Venus, a first-round loser last year, plays 87th-ranked Clarisa Fernandez of Argentina, the first unseeded woman in the final four since Capriati in 1990.
After the Williams' victories, Capriati and Dokic came out for the day's last quarterfinal and interrupted an impromptu autograph session in the stands, where "Friends" star Matthew Perry ("Just a good friend," Capriati said, smiling) was sitting behind her father, Stefano.
Neither Capriati nor the No. 7-seeded Dokic was brilliant as they traded thwacks in fading light.

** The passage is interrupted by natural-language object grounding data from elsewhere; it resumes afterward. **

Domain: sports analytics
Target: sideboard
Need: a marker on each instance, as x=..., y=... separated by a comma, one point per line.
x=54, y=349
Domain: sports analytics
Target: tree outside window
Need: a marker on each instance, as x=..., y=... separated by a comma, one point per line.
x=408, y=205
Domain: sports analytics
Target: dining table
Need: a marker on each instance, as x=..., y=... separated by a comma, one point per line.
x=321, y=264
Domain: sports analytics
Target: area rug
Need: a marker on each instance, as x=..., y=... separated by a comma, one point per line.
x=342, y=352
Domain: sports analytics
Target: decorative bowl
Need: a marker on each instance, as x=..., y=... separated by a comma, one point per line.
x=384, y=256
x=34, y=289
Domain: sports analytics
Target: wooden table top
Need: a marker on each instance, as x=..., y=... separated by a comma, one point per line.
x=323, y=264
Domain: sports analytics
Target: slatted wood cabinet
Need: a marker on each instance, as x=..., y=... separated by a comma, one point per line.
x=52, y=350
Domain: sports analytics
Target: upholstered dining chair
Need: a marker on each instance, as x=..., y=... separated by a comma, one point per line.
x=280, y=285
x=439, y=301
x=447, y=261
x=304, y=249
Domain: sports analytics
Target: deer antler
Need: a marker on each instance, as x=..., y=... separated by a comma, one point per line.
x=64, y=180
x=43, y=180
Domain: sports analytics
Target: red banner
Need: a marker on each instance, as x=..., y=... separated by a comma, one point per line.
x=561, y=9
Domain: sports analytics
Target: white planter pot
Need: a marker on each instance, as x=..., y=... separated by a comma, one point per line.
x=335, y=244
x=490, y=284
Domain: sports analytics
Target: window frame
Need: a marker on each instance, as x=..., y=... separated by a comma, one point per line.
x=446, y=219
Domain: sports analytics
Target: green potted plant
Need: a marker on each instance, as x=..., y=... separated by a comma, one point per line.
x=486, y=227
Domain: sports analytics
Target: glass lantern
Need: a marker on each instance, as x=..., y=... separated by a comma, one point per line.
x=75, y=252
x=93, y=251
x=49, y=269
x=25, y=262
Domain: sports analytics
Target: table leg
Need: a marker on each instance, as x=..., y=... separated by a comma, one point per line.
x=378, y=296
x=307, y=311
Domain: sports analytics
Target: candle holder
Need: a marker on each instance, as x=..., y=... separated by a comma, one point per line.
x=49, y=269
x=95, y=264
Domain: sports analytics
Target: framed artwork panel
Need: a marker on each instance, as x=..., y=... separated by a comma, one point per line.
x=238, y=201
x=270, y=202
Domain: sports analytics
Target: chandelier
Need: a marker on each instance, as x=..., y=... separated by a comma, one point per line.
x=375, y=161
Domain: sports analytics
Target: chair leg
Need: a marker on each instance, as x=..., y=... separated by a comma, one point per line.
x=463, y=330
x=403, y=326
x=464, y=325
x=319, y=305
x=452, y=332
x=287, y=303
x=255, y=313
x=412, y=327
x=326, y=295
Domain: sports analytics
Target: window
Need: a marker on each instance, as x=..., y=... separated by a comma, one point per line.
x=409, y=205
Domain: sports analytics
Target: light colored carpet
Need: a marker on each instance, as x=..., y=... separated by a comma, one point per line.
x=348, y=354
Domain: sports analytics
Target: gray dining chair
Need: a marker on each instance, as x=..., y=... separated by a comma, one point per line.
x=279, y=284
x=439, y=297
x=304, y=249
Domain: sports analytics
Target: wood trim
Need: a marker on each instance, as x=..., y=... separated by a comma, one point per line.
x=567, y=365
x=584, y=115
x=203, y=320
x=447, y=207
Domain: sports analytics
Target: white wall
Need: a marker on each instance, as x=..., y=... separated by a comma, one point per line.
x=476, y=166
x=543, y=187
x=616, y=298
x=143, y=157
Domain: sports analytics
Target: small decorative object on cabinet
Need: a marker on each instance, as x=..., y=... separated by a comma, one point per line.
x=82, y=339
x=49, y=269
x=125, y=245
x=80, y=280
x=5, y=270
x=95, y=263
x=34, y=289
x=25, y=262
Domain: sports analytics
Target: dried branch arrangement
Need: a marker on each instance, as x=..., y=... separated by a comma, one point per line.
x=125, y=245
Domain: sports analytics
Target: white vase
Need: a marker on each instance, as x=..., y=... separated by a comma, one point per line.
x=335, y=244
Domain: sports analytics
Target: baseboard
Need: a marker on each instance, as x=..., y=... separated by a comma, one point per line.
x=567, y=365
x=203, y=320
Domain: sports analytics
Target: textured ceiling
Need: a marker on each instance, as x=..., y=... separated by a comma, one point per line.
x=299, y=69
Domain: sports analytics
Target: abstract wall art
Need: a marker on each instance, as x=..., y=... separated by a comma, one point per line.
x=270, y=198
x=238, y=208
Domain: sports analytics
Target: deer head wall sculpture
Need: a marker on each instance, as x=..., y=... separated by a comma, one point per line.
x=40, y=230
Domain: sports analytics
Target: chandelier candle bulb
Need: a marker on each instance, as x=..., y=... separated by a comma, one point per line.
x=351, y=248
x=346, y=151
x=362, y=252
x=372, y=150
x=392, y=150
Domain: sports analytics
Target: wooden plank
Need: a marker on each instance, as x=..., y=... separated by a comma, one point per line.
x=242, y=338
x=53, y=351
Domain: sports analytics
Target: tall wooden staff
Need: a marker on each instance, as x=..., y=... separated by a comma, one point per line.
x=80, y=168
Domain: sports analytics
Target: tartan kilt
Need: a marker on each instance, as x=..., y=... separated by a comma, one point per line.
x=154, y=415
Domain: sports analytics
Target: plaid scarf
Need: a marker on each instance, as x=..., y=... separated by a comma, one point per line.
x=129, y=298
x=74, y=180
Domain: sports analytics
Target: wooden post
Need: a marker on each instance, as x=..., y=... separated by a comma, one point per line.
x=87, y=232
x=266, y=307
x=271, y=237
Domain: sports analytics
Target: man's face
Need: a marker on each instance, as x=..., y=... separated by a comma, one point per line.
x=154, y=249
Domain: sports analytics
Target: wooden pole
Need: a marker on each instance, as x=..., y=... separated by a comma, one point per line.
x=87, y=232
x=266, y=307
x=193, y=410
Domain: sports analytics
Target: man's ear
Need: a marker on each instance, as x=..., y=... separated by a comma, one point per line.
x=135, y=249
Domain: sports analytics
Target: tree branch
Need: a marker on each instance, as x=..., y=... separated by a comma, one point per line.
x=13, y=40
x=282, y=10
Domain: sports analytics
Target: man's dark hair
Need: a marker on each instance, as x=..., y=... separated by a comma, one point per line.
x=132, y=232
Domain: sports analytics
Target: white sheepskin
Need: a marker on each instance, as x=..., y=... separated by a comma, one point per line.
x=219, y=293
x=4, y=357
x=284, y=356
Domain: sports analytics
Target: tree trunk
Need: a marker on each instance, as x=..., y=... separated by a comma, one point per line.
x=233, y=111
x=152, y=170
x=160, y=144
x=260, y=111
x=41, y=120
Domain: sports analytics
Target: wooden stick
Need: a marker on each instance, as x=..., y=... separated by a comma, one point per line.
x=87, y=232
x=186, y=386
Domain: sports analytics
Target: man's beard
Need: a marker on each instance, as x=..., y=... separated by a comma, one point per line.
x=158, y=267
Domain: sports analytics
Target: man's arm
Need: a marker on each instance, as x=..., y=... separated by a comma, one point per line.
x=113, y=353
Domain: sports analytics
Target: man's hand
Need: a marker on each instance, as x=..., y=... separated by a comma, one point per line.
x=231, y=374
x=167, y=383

The deciding factor: Capriati came through with seven aces, while Dokic had 14 double faults, including on match point.
Fernandez beat friend and practice partner Paola Suarez 2-6, 7-6 (5), 6-1 in a quarterfinal whose only real flavor was provided by the aroma of a fat cigar smoked by a man in the third row of a sponsor's box behind one baseline.

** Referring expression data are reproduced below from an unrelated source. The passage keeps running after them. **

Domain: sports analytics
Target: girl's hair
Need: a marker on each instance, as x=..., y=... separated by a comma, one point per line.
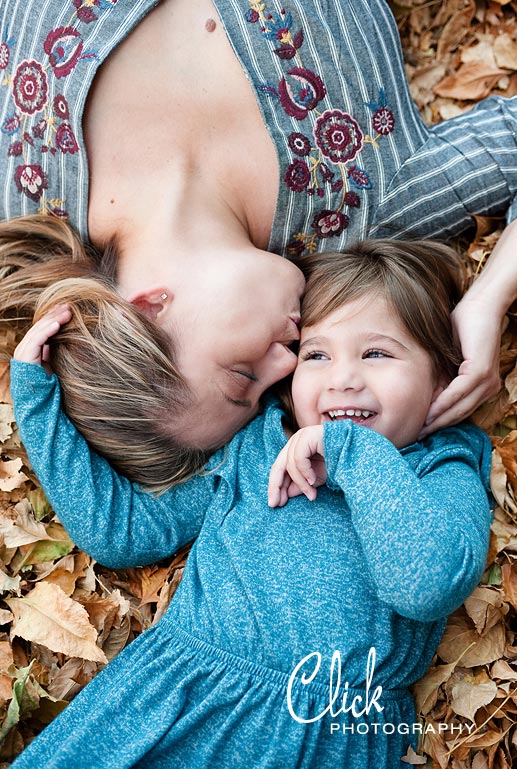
x=421, y=281
x=120, y=385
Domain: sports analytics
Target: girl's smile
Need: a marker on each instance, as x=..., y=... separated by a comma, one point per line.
x=361, y=363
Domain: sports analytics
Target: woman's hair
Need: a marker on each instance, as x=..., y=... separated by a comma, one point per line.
x=420, y=280
x=119, y=381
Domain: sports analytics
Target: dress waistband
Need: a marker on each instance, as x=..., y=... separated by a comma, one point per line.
x=277, y=677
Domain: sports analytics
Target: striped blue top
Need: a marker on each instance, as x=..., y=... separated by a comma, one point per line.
x=355, y=158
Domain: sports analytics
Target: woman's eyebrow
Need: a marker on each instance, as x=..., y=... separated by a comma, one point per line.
x=244, y=403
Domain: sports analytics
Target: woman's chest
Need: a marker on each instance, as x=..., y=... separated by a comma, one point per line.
x=172, y=108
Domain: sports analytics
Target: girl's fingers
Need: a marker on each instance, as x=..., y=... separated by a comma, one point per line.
x=32, y=348
x=277, y=477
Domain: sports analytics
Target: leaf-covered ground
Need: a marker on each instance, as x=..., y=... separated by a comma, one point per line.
x=62, y=616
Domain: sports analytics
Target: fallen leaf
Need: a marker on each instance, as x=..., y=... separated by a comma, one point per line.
x=11, y=476
x=22, y=530
x=413, y=758
x=49, y=617
x=470, y=692
x=459, y=635
x=473, y=80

Perhaps neither Argentine really wanted to beat the other: On set point in the tiebreaker, Suarez conceded an ace when a line judge called Fernandez's serve out. When the match ended with Fernandez, a 5-foot-10 1/2 left-hander, winning a fifth straight game by tapping a forehand down the line, they met at the net, slapped hands and hugged.
In the only men's quarterfinal completed, 20th-seeded Albert Costa took the last 10 games of the match to top Guillermo Canas 7-5, 3-6, 6-7 (3), 6-4, 6-0. Costa had 72 unforced errors in the first three sets, 18 in the final two.
Costa, who ousted three-time champion Gustavo Kuerten in the fourth round, advances to his first major semifinal in his 25th Grand Slam tournament.
The day's other quarter was stopped because of darkness with two-time runner-up Alex Corretja leading Andrei Pavel 7-6 (5), 7-5, 4-5.
Against Seles, the 6-1 Venus didn't just pound the ball from both wings and sling serves approaching 120 mph. She also got to nearly all of the 1990-92 French Open champion's sharply angled strokes, each delivered with an "I-just-saw-a-mouse" shriek.
Seles gave away too many free points: She had 36 unforced errors (15 more than Venus) and double faulted in each of the last three games in which her serve was broken.
"I was wavering: 'What should I do? Should I pressure her or not?' That's not a good situation against someone like Venus," said Seles, who is 1-7 against her.
Venus did a better job of withstanding all the distractions: loud cracks of thunder preceding a 48-minute rain delay, wailing sirens, ringing cell phones, overflying jets.
She also did a better job of constructing points.
"I've always felt I had the groundstrokes and the speed to play well here. It just hasn't happened yet," said Venus, the Wimbledon and U.S. Open champion each of the past two years. "More than anything, I'm just not trying to hit every ball so hard."
Likewise, '99 U.S. Open champion Serena has finesse. One example came on the final point of the first set, when Pierce actually put Serena on her heels. Barely getting to a strong approach shot, Serena lofted a backhand topspin lob that floated over the 2000 French Open winner and landed on a corner.
Granted, Pierce hasn't been at her best for some time, plagued by back and other injuries. But she dropped just 20 games in her first four matches in Paris and might be the biggest hitter in the women's game not named Williams.
Serena made her look downright ordinary for 49 minutes, much to the chagrin of a crowd whose cheers of "Allez, Maah-reee!" sounded like pleas by the end.
Notes: Venus and Serena would be the first siblings to be 1-2 in tennis' rankings. ... The 20-year-old Fernandez took up tennis seriously just five years ago. She's the first Argentine woman in a Grand Slam tournament semifinal since Gabriela Sabatini at the 1995 U.S. Open. ... Pop star Shakira was in the stands for Capriati-Dokic.